Hacker News new | ask | show | jobs
by throwaway314155 442 days ago
> with a "browser MCP" it is now possible: ChatGPT has a way to tell your browser "open Google maps", "show me a screenshot", "click at that position", etc

It seems strange to me to focus on this sort of standard well in advance of models being reliable enough to, ya know, actually be able perform these operations on behalf of the user with any sort of strong reliability that you would need for widespread adoption to be successful.

Cryptocurrency "if you build it they'll come" vibes.

2 comments

I think MCPs compensate for the unreliability issue by providing a minimal and well defined interface to a controlled set of actions. That way, the llm doesn't have to be as reliable thinking what it needs to do and in acting, just in choosing what to do from a short list.
You can provide an MCP for Pokemon Red, but Claude will still flounder for weeks, making absurd mistakes on a game literally designed for children.

Believe me. It's not there yet.

Is there an MCP for pokemon red?
Not that im aware of, but that actually would be an interesting project.

I was referring more broadly to ClaudePlaysPokemon, a twitch stream where claude is given tool calling into a Gameboy Color emulator in order to try to play Pokemon. It has slowly made progress and i recommend looking at the stream to see just how flawed LLM's are currently for even the shortest of timelines w.r.t. planning.

I compared the two because the tool calling API here is a similar enough to an MCP configuration with the same hooks/tools (happy to be corrected on that though)

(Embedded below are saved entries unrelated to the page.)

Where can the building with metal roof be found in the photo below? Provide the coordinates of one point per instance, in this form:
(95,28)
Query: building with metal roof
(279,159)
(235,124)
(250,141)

The speed that every major LLM foundational model provider has jumped on this bandwagon feels VERY artificial and astro turfy...
Maybe because the LLM improvements haven't been that good in the last year, they needed some new thing to hype it/market it.

EDIT: Don't get me wrong, the benchmark scores are indeed higher, but in my personal experience, LLMs make as many mistakes as they did before, still too unreliable to use for cases where you actually need a factually correct answer.

This is in my opinion exactly what it is. A bunch of people throwing stuff at the wall trying to show "impact."